Malgré les complications sur le terrain, du fait de la COVID-19 et du coup d’état militaire le 1er février 2021, l’équipe a réussi à mettre en œuvre les activités dans 14 villages, réalisant un gros travail d’adaptation pour parvenir à soutenir les paysans avec des alternatives à distance (renforcement des responsables des champs-écoles paysans, soutien technique en ligne). Un diagnostique participatif des systèmes de production des paysans sans ou avec peu de terres a été réalisé, atteignant 762 personnes en tout (y compris 55% de femmes). 14 champs-écoles paysans (CEP) ont été créés afin de soutenir ces paysans : 236 personnes (51% de femmes), membres des CEP, ont été formées à des techniques agroécologiques telles que la fabrication d’engrais et de pesticides bio. 14 membres des CEP ont construit des équipements agroécologiques innovants tels que des serres et des jardins sur table. Cette expérience a été très positive, générant une nouvelle source de revenus de la culture de légumes, et plusieurs paysans les ont répliquées, sans même le soutien du projet. 144 paysans ont aussi participé à de l’aquaculture intégrée (135 digues et 9 associations poisson-rizières).

14 animateurs CEP ont été formés et ont assuré le suivi de la production, enregistrant les revenus générés dans les parcelles. L’équipe s’est fortement appuyée sur les dirigeants des CEP tout au long de la période COVID du fait d’un accès limité aux villages. Ces derniers ont suivi les membres des groupes CEP au niveau du village et ont continué à interagir avec l’équipe (collecte de données, partage de conseils techniques, distribution d’intrants, etc.), ce qui a été reconnu dans l’évaluation finale comme un renforcement alternatif des capacités des leaders CEP (au lieu de la formation de formateurs initialement prévue).
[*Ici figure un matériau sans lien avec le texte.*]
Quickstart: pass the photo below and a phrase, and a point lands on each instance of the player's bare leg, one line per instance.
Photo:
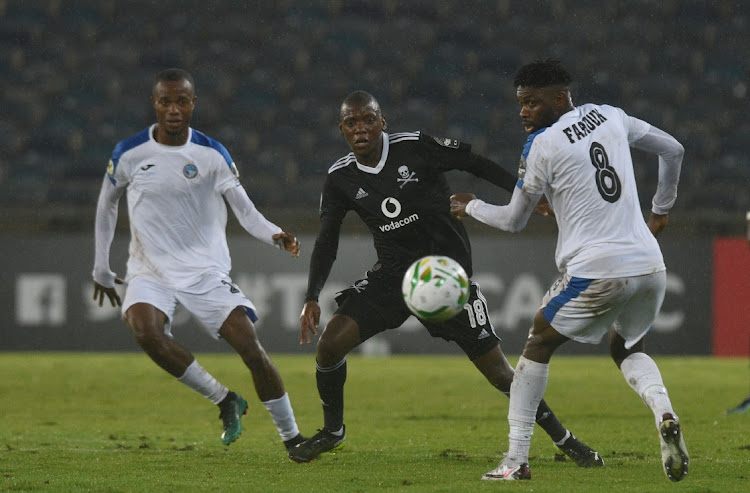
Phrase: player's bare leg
(644, 377)
(498, 371)
(239, 331)
(340, 336)
(147, 325)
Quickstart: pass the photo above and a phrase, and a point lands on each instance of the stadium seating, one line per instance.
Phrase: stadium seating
(75, 78)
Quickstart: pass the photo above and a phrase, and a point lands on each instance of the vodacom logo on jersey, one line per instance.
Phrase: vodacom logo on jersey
(392, 209)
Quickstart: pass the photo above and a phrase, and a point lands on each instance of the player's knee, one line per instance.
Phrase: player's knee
(149, 337)
(256, 360)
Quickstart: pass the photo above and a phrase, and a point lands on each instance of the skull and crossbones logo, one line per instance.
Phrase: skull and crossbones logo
(406, 176)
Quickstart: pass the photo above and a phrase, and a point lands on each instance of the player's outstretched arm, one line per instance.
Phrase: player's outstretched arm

Ils ont réalisé 30 sessions de formation, qui étaient plutôt des formations en porte-à-porte dispensées aux membres CEP et aux paysans bénéficiaires de kits de semences. 5 vidéos ont également été réalisées et partagées entre les agriculteurs et 1 page Facebook a permis aux agriculteurs d’échanger sur leurs expériences et de discuter avec un agronome.
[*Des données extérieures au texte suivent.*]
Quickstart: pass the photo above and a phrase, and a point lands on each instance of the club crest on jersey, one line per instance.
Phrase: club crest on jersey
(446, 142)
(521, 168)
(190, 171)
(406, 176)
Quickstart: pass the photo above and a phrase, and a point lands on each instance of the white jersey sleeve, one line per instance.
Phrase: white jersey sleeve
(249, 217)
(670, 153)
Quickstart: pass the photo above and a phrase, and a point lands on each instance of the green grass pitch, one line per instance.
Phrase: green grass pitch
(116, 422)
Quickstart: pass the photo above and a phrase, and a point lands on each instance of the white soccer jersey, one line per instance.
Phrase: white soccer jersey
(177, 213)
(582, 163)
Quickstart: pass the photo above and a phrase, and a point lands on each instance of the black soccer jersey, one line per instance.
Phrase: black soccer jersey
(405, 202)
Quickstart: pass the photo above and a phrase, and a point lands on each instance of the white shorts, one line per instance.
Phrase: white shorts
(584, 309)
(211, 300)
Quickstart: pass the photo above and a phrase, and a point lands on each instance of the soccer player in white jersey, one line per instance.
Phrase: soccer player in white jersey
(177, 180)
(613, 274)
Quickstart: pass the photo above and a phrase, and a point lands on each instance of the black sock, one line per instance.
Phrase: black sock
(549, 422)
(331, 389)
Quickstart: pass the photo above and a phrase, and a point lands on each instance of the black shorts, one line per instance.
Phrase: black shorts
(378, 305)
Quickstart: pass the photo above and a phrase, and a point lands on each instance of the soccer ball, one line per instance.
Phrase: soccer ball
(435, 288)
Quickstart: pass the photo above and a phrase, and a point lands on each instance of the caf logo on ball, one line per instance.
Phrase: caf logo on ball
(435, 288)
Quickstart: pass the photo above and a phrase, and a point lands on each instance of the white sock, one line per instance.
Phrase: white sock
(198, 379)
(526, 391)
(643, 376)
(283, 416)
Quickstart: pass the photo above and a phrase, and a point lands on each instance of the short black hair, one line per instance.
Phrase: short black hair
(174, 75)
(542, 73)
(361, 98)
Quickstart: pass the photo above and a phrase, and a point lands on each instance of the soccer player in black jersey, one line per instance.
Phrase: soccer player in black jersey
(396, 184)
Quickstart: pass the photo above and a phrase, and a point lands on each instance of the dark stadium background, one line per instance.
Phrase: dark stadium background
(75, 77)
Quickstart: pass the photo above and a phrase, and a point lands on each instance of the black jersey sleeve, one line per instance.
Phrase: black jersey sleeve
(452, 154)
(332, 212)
Pour soutenir la diversité de l’alimentation et augmenter la demande de légumes issus de l’agriculture agroécologique, le projet a également organisé des formations en nutrition, auxquelles ont participé 623 personnes, et soutenu 21 producteurs de légumes bio qui ont augmenté leurs jours de vente à Bogale de 3 jours par mois au début du projet, à 12 jours à la fin. 306 ménages ont également bénéficié de kits de semences potagères, distribués dans 14 villages. L’évaluation finale a souligné que « le projet a un rendement très élevé en matière d’agriculture durable, en ne déployant que des itinéraires techniques agroécologiques et en fournissant des résultats exceptionnels en termes de qualité des cultures, de diversification, d’innovation et de rendement économique pour les agriculteurs, tout en supprimant progressivement les intrants chimiques ».

Les pratiques agroécologiques développées par les agriculteurs du Delta ont fortement contribué à leur autonomie alimentaire (en améliorant les capacités de production locales et en réduisant la dépendance aux aliments importés) et à leur diversification. Cela a également contribué à réduire leur dépendance aux intrants externes (grâce à la capacité de produire localement des intrants biologiques). Compte tenu du contexte actuel du Myanmar avec des marchés et des chaînes d’approvisionnement perturbées, ces pratiques ont le potentiel d’être largement diffusées et adoptées par les agriculteurs pour faire face aux défis actuels, permettant un impact durable.